O derramamento de óleo do petroleiro Exxon Valdez, que aconteceu há 21 anos, ainda ameaça a vida selvagem no Alaska, afirmam cientistas. A conclusão pode custar à ExxonMobil mais 100 milhões de dólares em gastos na limpeza da área. A ExxonMobil já pagou 900 milhões de dólares para ajudar a recuperar os estragos causados pelo derramamento de 1989.


Um estudo feito por pesquisadores do Serviço Nacional de Pesca Marinha em Juneau, no Alasca, indica que cerca de 10 quilômetros de costa em torno de Prince William Sound ainda estão sendo afetados pelo desastre e que há cerca de 100 toneladas de petróleo na região.


A ExxonMobil, questionou as conclusões do estudo e lembrou que a empresa já respondeu a essa pesquisa, que se baseou em um trabalho de campo feito em 2003. A Exxon e a Mobil se fundiram em 1999. O estudo será publicado na edição de 15 de junho da revista Environmental Science & Technology, da American Chemical Society.



Segundo o trabalho, parte do petróleo que permanece na área está na superfície, em um estado mais sólido, de "asfalto", e outra parte está oculta sob a superfície na área intermarés das praias locais.


Ainda não se sabe muito sobre os efeitos tóxicos do petróleo ingerido por mamíferos, mas há sinais de que a exposição a ele seja uma das causas na não-recuperação das populações de lontras nas áreas mais afetadas de Prince William Sound.




EXXON 2




O comandante havia bebido antes da partida do Exxon Valdez




O navio-tanque Exxon Valdez de aproximadamente 300 metros de comprimento, um dos mais modernos do mundo, foi entregue à Companhia de Navegação Exxon (Esso) no dia 11 de dezembro de 1986, atendendo os padrões definidos pela Convenção Marpol (Convenção Internacional para a Prevenção da Poluição Causada por Navios): tanques de lastro em locais com maior proteção; distribuição dos tanques de cargo ao longo do comprimento máximo; estabilidade em situação de dano.


Em seu livro, Incidentes Marítimos, o oceanógrafo Robson José Calixto, revela que US$ 22.000,000 foram economizados ao constituí-lo somente com casco singelo, já que a Guarda Costeira havia sido convencida desde 1997, que a ampliação das medidas de segurança na área de Valdez, como a exigência do casco duplo, não se fazia necessária.



O Sistema de Oleodutos Trans-Alaska movimenta, com 1.500 km, 20% da produção doméstica de óleo dos Estados Unidos.
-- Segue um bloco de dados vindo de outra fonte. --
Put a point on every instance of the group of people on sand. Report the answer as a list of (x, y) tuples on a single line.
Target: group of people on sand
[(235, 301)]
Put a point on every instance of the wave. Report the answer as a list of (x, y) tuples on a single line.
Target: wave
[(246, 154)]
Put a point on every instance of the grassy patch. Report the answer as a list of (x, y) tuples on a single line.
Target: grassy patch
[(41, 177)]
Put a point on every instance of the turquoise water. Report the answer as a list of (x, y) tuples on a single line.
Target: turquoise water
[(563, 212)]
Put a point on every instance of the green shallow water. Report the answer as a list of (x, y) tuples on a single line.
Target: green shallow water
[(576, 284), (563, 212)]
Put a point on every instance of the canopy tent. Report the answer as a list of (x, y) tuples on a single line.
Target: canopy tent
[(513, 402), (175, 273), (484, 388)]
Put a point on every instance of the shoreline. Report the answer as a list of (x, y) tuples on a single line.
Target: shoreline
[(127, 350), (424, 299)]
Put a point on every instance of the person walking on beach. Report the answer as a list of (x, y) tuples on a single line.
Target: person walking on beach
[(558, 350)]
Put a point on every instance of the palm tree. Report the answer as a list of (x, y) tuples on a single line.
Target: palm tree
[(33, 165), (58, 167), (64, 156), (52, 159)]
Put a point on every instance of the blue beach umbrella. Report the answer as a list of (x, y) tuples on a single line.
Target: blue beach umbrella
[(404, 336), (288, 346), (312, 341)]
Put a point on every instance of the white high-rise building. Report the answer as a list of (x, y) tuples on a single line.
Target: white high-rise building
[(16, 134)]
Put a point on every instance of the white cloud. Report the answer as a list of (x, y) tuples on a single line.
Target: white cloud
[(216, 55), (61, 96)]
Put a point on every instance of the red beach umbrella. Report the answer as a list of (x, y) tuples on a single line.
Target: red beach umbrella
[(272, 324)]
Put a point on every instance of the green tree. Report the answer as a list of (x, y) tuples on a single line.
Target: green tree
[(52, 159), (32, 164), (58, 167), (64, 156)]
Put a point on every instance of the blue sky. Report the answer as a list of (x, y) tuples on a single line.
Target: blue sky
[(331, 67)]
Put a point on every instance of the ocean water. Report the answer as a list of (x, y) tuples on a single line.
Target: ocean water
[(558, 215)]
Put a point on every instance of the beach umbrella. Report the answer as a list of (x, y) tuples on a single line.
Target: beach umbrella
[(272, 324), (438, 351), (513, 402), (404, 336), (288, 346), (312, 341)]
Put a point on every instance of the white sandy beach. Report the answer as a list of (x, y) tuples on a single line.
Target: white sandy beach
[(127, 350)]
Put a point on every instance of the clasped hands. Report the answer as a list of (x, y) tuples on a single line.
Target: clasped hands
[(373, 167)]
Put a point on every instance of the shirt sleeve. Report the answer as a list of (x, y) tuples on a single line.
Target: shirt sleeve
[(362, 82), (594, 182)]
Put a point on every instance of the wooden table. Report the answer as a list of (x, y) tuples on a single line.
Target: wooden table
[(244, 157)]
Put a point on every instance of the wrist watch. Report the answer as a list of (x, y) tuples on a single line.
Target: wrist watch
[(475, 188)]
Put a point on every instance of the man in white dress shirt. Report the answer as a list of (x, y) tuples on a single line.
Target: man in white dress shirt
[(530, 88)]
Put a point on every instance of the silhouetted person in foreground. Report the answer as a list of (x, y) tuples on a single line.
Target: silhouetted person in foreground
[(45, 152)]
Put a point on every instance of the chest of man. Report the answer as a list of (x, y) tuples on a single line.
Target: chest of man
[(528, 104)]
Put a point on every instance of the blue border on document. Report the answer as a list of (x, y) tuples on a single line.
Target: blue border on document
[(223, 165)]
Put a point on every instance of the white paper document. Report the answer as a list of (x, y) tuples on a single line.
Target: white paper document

Os campos foram descobertos em 1968 e representam 10 bilhões de barris recuperáveis, o maior campo já encontrado pelos Estados Unidos.



oil_spill11162 A ExxonMobil já pagou 900 milhões de dólares para ajudar a recupera os estragos causados pelo derramamento de 1989


Foi no dia 23 de março de 1989, depois de alguns drinques nos bares da cidade de Valdez, o comandante do Exxon Valdez Joseph Hazelwood, juntamente com alguns oficiais, retornavam para o terminal marítimo onde estava o navio. Foram informados que a partida havia sido adiantada em uma hora. Dois rebocadores auxiliam o navio na saída.


O comandante é avisado pelo rádio, que haviam desprendido blocos de gelo que penetraram nas faixas do trafego marítimo. O navio desvia do gelo flutuante fazendo duas mudanças de curso, mas ao invés de buscar o rumo Sul, toma a direção Leste-Oeste. O Exxon Valdez vai ao encontro do seu trágico destino. O piloto não tinha licença para navegar com o navio no estreito de Prince Willian. O navio acaba batendo nos blocos de gelo. Não havia mais nada a fazer. Começava a se desenhar, um dos maiores desastres ecológicos do mundo.


A mancha negra contaminou uma área de 3.300 quilômetros quadrados



exxon_oleo na praia Com o rompimento do casco do navio, cerca de 41 milhões de litros de óleo foram derramados no mar


O petroleiro Exxon Valdez derramou sua carga, causando danos imensos a uma grande área no litoral do Alasca. O navio havia partido do terminal petrolífero de Valdez, no Alasca, em 23 de março, e bateu em um bloco de gelo nas primeiras horas do mesmo dia,as 12hs05 da madrugada. A seqüência de eventos que provocou o acidente não foi esclarecida até hoje.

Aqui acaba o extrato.